Moran, who has been unstinting in this case for years, spoke at a Jacksonville Coalition for Equality “Happy Hour” event, opening her remarks with a telling observation: In 2015, the Get Out the Vote efforts, and other advocacy efforts, were “unparalleled.”
They will have to be, given that Jacksonville’s HRO battle has become a national story of late. The stakes are high, for activists on both sides, and will get higher as legislation goes from a theoretical construct to a reality.
Moran, speaking with the imprimatur of established authority and the historic long view, noted that the “business community has a long history” of fighting for human rights:
- The integration of the River Club in the 1970s, when Jacksonville schools saw bomb threats and other violence under the guise of resistance to integration;
- The first MLK Jr.
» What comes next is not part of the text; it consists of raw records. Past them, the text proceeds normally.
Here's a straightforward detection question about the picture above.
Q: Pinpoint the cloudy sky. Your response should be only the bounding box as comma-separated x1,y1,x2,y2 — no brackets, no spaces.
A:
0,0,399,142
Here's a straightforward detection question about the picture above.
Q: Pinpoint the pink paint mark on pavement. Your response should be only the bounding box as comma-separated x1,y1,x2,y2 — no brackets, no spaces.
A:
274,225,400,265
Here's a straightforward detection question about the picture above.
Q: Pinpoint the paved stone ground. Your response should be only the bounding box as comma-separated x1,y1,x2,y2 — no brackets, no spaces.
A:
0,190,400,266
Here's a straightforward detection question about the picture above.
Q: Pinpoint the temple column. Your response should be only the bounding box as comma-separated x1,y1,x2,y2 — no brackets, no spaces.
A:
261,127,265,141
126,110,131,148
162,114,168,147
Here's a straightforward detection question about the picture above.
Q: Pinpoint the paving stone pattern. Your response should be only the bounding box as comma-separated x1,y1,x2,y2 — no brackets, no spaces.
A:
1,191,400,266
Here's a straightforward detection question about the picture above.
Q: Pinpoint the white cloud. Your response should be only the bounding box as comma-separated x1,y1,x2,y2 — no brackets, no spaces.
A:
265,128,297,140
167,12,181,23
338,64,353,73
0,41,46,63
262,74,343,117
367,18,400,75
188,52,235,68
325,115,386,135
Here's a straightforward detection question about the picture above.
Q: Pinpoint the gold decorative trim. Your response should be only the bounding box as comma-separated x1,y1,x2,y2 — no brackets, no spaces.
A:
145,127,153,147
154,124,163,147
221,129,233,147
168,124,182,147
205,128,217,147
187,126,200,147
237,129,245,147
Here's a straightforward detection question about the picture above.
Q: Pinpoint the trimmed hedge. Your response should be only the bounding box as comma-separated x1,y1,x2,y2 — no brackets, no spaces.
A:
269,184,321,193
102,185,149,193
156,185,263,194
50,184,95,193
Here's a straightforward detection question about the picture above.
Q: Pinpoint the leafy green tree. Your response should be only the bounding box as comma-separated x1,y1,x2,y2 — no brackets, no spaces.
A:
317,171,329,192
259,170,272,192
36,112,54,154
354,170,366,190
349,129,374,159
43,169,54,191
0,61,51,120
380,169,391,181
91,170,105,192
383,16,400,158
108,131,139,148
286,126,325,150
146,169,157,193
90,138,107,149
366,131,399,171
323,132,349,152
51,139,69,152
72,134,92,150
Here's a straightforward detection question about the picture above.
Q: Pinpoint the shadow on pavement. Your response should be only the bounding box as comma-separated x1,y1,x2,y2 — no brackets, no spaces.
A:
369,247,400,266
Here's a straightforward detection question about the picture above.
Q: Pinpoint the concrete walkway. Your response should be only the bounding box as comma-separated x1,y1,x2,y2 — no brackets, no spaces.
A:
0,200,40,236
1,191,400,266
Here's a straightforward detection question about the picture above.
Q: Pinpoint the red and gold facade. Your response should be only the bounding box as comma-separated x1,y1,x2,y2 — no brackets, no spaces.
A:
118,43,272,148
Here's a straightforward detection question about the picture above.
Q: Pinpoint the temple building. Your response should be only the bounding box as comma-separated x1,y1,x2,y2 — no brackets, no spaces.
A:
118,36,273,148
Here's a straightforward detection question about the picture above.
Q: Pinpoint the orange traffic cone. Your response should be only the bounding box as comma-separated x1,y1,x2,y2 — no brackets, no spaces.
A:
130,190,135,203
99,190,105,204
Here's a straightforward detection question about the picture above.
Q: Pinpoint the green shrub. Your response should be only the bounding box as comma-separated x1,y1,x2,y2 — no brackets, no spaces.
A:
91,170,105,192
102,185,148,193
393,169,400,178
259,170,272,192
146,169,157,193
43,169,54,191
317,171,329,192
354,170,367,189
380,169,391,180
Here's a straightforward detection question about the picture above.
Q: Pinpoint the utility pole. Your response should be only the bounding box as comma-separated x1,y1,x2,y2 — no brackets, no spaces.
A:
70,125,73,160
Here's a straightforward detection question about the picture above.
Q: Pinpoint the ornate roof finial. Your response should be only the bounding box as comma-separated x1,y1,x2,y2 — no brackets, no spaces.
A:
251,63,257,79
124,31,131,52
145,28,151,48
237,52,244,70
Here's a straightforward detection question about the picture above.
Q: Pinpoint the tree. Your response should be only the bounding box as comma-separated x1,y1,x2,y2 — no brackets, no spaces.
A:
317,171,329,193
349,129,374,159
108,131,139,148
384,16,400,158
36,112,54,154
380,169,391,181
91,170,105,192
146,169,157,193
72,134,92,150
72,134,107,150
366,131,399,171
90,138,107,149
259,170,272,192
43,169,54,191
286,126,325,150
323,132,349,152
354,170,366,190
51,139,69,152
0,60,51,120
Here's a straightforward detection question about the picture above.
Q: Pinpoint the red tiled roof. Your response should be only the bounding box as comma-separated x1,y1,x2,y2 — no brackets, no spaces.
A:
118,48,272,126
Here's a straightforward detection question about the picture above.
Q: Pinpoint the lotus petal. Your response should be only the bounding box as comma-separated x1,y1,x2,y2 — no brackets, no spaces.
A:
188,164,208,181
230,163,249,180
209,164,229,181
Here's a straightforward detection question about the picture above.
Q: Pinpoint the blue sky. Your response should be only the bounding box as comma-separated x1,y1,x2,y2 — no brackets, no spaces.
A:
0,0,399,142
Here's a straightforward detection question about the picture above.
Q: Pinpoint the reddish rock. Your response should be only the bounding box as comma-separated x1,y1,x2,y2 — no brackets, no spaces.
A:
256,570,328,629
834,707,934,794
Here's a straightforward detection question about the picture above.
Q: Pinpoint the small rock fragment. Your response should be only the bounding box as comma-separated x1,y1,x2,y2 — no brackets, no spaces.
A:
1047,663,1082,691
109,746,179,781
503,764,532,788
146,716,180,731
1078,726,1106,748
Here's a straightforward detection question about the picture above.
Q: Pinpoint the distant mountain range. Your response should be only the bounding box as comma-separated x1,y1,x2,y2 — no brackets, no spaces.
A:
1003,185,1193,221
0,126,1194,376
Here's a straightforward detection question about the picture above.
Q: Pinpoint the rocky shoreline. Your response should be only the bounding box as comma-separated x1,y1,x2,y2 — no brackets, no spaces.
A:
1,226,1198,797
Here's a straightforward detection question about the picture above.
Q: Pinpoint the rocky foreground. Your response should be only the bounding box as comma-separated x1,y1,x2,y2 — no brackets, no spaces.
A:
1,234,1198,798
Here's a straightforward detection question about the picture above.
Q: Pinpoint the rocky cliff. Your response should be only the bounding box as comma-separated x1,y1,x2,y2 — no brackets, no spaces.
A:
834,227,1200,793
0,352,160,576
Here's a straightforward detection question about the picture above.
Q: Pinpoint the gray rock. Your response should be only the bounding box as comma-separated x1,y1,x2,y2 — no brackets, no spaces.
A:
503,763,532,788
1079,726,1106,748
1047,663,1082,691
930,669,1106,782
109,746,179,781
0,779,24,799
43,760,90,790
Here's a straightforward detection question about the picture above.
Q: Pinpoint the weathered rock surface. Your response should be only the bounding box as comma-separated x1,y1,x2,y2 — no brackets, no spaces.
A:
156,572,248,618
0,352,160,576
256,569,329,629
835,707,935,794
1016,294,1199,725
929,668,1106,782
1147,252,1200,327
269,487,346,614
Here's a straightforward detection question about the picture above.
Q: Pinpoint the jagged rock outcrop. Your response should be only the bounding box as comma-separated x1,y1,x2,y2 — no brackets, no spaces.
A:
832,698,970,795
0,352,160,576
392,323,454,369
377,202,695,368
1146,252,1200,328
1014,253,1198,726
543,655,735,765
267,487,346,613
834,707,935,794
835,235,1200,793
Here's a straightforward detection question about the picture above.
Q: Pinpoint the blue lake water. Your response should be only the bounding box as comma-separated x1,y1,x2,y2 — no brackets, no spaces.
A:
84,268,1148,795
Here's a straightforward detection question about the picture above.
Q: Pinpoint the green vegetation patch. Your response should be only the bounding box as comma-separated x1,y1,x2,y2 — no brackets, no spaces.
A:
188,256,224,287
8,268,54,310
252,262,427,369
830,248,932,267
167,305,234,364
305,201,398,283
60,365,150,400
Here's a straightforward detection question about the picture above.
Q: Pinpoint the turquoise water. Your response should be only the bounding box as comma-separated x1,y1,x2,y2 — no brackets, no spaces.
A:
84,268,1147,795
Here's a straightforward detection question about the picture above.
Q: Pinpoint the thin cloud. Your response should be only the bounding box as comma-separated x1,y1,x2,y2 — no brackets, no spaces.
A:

Birthday Breakfast, almost three decades ago, and;
- In the wake of atavistic comments by Judge John Santora, a “declaration of human values” from the business community, in light of what Moran deemed a “community crisis.”
“The Chamber,” led by Tom Petway, “decided to speak out,” Moran said. To say that “prejudice has no place in our community,” and to add that “to be successful, everyone must have a chance to succeed.”
Moran linked that struggle to the HRO expansion, “our call to action today” for a “comprehensive anti-discrimination ordinance.”
And she means comprehensive.
“Audrey, maybe we can get partway there,” she says that some have said to her.
“Just take out the T.”
“I do not believe that we can ever, should ever, will ever compromise on human beings,” Moran said.
And to the question of whether or not there is an acceptable numerical threshold of discrimination?
“We cannot allow the argument that ‘it’s not that many people’ win the day,” Moran added.
The battleground of this legislation is not going to be on the lesbian, gay, or bisexual protections; it will be on the transgender population.
Those who are opposed will work to frame the action as a “bathroom bill,” and push toward referendum.
Proponents, clearly, are going to have to counter those overt appeals to populism.
With a news conference looming on Thursday afternoon, in which anti-expansion pastors expound upon their goals and strategy, it will be interesting to see when and how the Jacksonville Coalition for Equality and the national Human Rights Campaign counter-message the other side.
What is clear: They will have backing from the Chamber in this effort.